Monday, 15 December 2014

Ruble Tumbles Past 60 Per Dollar as Traders Press Russia's Central Bank


The ruble tumbled past 60 for the first time as traders tested Russia’s willingness to defend the currency amid an oil slump that’s pushing the economy toward recession.

The ruble weakened as much as 5 percent to 61.25 per dollar, pushing the Bank of Russia to sell foreign exchange to stem the slide, according to BCS Financial Group and MDM Bank. Three-month implied volatility for the currency, which traded 4.2 percent weaker at 60.7205 by 5:34 p.m. in Moscow, climbed to a six-year high. The yield on 10-year government bonds rose 11 basis points to 13.11 percent, the most since 2009.

Traders are pressing the Bank of Russia to buy more rubles to limit a selloff that has wiped out 19 percent of the currency’s value this month. Oil’s slide toward $60 a barrel in London and sanctions over the conflict in Ukraine are undermining confidence in Russian assets as evidence mounts that the economy is entering a recession. Industrial output fell the most in more than a year in November, data showed today.
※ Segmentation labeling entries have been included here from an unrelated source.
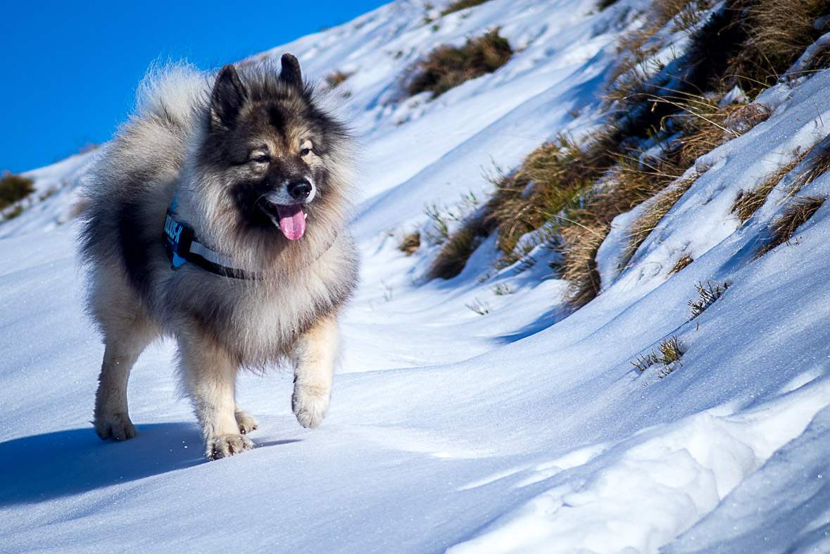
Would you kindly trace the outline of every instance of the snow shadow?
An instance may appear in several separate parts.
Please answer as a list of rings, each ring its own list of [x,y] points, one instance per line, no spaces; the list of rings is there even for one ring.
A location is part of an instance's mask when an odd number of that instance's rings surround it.
[[[205,463],[193,423],[138,425],[124,442],[90,427],[0,443],[0,507],[37,503]]]

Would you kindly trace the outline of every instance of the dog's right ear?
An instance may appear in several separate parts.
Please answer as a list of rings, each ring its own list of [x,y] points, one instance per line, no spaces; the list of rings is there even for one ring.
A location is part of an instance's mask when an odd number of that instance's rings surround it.
[[[239,114],[247,91],[239,80],[237,68],[228,64],[216,77],[210,99],[210,130],[228,129]]]
[[[300,62],[290,54],[283,54],[280,58],[282,69],[280,70],[280,79],[289,86],[302,90],[303,75],[300,72]]]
“To a large extent it’s a foreign outflow, triggered by a reconsideration of Russia’s long-term prospects,” Dmitry Dudkin, the head of fixed-income research at Uralsib Financial Corp. in Moscow, said by e-mail. “People start pricing a long period of low oil prices. And in these circumstances, Russia doesn’t look like a place where one should invest money, even without sanctions.”

The economy of the world’s largest energy exporter is set to shrink 0.8 percent in 2015, the government said this month, in what would be its first recession since 2009. The ruble has retreated 46 percent this year, the most among global currencies after Ukraine’s hryvnia.

Outflows Accelerate

Bonds and stocks are also underperforming developing-country peers this month. While the dollar-denominated RTS Index has declined 24 percent since Nov. 30, ruble bonds slid 21 percent, according to the Bloomberg Emerging Market Local Sovereign Index.
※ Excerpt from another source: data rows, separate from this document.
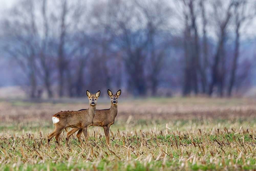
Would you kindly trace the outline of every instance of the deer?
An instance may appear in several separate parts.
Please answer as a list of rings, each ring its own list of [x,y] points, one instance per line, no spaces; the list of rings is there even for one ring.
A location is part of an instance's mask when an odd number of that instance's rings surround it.
[[[121,90],[119,90],[115,94],[113,94],[110,90],[108,89],[108,94],[111,99],[111,106],[110,108],[107,109],[96,110],[95,116],[93,118],[92,126],[100,126],[103,128],[106,142],[108,145],[109,143],[109,128],[110,126],[115,123],[115,119],[117,115],[118,99],[121,95]],[[78,111],[83,111],[85,109],[81,109]],[[73,128],[67,133],[67,138],[66,138],[66,144],[69,137],[78,131],[78,132],[77,134],[77,136],[79,141],[80,142],[82,142],[81,135],[82,130]]]
[[[62,131],[67,127],[81,129],[81,133],[82,132],[83,133],[88,143],[87,129],[92,125],[97,101],[100,95],[99,90],[93,94],[87,90],[86,95],[88,97],[89,104],[88,109],[80,111],[61,111],[54,115],[52,119],[55,125],[55,129],[48,136],[47,144],[49,145],[51,139],[55,136],[57,143],[60,146],[59,141],[60,135]]]

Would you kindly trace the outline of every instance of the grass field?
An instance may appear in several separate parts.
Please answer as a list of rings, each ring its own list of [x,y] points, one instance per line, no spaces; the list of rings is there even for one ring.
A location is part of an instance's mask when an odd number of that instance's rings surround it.
[[[97,109],[109,107],[101,101]],[[74,134],[65,148],[64,132],[62,146],[54,138],[46,146],[51,116],[86,108],[84,101],[2,100],[0,170],[256,169],[255,100],[120,98],[109,147],[96,127],[88,129],[88,144],[81,146]]]

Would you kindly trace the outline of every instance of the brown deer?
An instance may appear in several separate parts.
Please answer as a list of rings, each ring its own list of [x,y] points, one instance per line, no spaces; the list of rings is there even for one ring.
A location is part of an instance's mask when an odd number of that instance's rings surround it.
[[[55,125],[55,130],[48,136],[47,144],[49,144],[51,139],[55,136],[57,143],[60,145],[59,142],[60,135],[63,130],[67,127],[81,129],[87,142],[87,129],[92,124],[97,100],[100,94],[99,91],[96,94],[93,94],[87,90],[86,95],[89,104],[88,109],[81,111],[61,111],[54,115],[52,119]]]
[[[110,98],[111,106],[109,109],[97,110],[96,110],[95,116],[93,119],[93,123],[92,126],[101,126],[103,127],[104,133],[106,137],[107,143],[109,143],[109,128],[110,126],[115,122],[115,119],[117,114],[118,99],[121,94],[121,90],[117,91],[115,94],[113,94],[112,92],[109,89],[108,90],[108,94]],[[83,111],[85,109],[81,109],[78,111]],[[73,128],[67,133],[66,138],[66,145],[68,141],[69,137],[73,134],[79,130],[77,136],[79,141],[82,142],[81,135],[82,130],[81,129]]]

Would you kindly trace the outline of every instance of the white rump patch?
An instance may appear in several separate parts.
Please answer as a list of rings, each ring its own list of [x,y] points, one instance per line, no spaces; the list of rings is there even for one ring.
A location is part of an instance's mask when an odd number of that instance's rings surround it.
[[[53,116],[51,118],[51,119],[52,120],[52,122],[55,124],[56,123],[58,123],[60,121],[60,120],[59,119],[59,118],[55,116]]]

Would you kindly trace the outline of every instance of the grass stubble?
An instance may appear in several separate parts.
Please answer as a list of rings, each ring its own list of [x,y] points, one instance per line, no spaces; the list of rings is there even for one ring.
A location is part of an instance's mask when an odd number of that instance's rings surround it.
[[[54,138],[46,145],[54,125],[50,121],[53,113],[48,114],[45,109],[49,106],[49,110],[57,110],[80,105],[35,103],[28,107],[3,102],[2,113],[10,113],[0,116],[0,170],[256,169],[253,103],[234,100],[233,105],[230,102],[218,107],[219,103],[211,99],[197,99],[166,103],[154,110],[147,107],[157,106],[150,100],[145,102],[144,110],[143,104],[137,109],[132,103],[124,103],[110,128],[109,146],[102,128],[92,127],[88,129],[88,144],[81,146],[74,135],[68,148],[64,147],[64,132],[61,146]]]

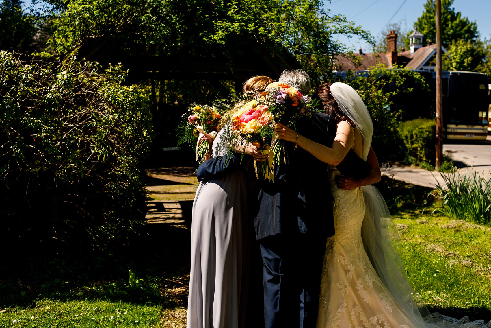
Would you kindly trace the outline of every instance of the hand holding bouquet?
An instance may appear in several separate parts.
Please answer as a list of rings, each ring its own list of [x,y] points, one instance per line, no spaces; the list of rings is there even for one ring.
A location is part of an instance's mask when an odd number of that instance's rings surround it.
[[[268,110],[268,106],[253,100],[245,103],[232,115],[230,125],[233,135],[241,144],[249,142],[261,149],[262,154],[269,152],[269,146],[265,145],[264,139],[271,132],[270,123],[273,114]],[[254,160],[256,176],[264,177],[271,171],[268,161],[258,162]]]
[[[185,142],[195,143],[196,160],[202,163],[211,155],[211,146],[217,135],[221,117],[215,107],[196,104],[191,105],[183,115],[183,121],[177,128],[178,145]]]
[[[302,94],[298,89],[276,82],[269,85],[256,98],[258,102],[268,106],[274,117],[273,124],[281,123],[287,126],[294,126],[302,117],[311,116],[312,109],[319,104],[312,102],[310,97]],[[277,139],[275,134],[273,137],[273,165],[288,163],[284,141]]]

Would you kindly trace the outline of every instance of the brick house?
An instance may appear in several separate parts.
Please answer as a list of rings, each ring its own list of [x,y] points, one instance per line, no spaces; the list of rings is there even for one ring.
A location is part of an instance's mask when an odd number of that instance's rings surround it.
[[[411,69],[426,71],[433,71],[435,68],[435,57],[436,53],[436,45],[429,44],[423,46],[423,34],[414,30],[409,36],[409,50],[397,52],[397,34],[394,30],[387,36],[388,52],[385,54],[375,53],[365,54],[361,48],[358,53],[355,53],[356,57],[362,59],[361,64],[356,67],[353,61],[344,56],[338,57],[336,63],[336,70],[338,72],[346,71],[348,70],[354,71],[364,71],[371,66],[378,63],[382,63],[388,67],[395,65],[407,67]],[[444,53],[447,50],[442,46],[441,49]]]

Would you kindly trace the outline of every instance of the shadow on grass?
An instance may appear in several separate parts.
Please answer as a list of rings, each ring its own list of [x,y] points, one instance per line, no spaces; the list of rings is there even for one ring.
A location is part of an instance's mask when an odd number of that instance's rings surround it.
[[[431,313],[437,312],[447,317],[456,318],[458,319],[460,319],[464,316],[467,316],[471,321],[483,320],[487,323],[491,321],[491,310],[482,307],[473,306],[466,309],[459,307],[446,307],[444,308],[429,307],[428,309]]]
[[[189,210],[189,206],[183,207]],[[0,273],[0,307],[32,307],[42,298],[101,299],[160,305],[164,309],[185,306],[191,231],[184,225],[165,224],[147,225],[146,230],[115,255],[109,253],[91,261],[71,261],[66,256],[41,260],[24,269],[19,268],[22,264],[18,269],[9,266]],[[137,287],[129,285],[129,269],[136,274]]]

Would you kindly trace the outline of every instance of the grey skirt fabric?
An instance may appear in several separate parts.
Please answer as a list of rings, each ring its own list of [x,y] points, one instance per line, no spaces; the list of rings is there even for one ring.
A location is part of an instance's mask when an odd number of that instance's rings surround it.
[[[248,176],[241,170],[198,187],[191,227],[188,328],[244,327]]]

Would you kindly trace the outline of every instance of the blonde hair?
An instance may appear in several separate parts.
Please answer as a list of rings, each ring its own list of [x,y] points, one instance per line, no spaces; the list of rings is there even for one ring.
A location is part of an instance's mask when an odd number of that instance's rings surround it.
[[[266,87],[274,82],[269,76],[253,76],[242,85],[242,93],[245,96],[253,96],[266,89]]]
[[[266,76],[265,75],[253,76],[246,81],[242,84],[242,94],[246,98],[253,97],[266,90],[266,87],[274,82],[275,82],[274,80],[269,76]],[[243,99],[236,102],[234,106],[233,111],[231,111],[231,113],[236,112],[244,104],[246,101]],[[225,116],[221,117],[219,123],[218,123],[217,126],[217,131],[219,131],[221,130],[223,125],[229,118]]]

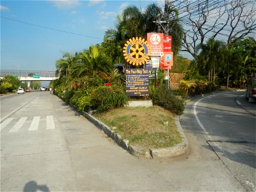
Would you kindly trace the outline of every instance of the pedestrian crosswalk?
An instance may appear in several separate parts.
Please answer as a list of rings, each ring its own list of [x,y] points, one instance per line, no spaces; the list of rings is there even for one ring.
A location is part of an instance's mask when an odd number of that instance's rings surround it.
[[[10,117],[0,124],[0,131],[17,132],[20,130],[35,131],[38,129],[55,129],[54,117],[52,115],[46,116],[22,116],[20,118]]]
Russia is set to register $125 billion of capital outflows in 2014, the most since 2008, according to Economy Ministry forecasts and central-bank data.

Policy makers failed to stop the ruble’s depreciation this month with more than $6 billion of interventions and a 100 basis-point interest-rate increase. The central bank sold at least $350 million to bolster the ruble today, according to Luis Saenz, the head of equity sales and trading in London for Moscow-based BCS.

More Interventions

“I expect the ruble to tumble further, but would expect the central bank comes into the market to defend the ruble more forcefully via interventions once it breaches 60,” Bernd Berg, a London-based emerging-market strategist at Societe Generale SA, said in e-mailed comments before the currency crossed that threshold. “The central bank might be concerned about the speed of decline in recent days.”

The Bank of Russia spent more than $80 billion supporting the ruble this year, helping drain foreign-currency reserves to a five-year low of $416 billion.

Brent oil, which rose today for the first time in four days, remains 43 percent weaker in 2014. Russia derives about 50 percent of its budget revenue from oil and natural gas industries. While the weaker currency helps offset a drop in oil earnings, it’s also stoking inflation that crossed 9 percent for the first time since 2011 last month.

The three-month MosPrime interbank rate climbed 217 basis points this month to 14.84 percent. The Bank of Russia canceled a 700 billion-ruble ($11.6 billion) auction of three-year funding after receiving no bids. Banks borrowed less than 50 percent of the $10 billion offered in a separate foreign-exchange sale.

“The market is pushing at an open door with the central bank so hesitant” to intervene, Tom Levinson, the chief currency and interest rates strategist at Sberbank CIB in Moscow, said by e-mail. The “lower ruble and steady oil is normally a trigger for them to intervene, but they are quiet,” he said.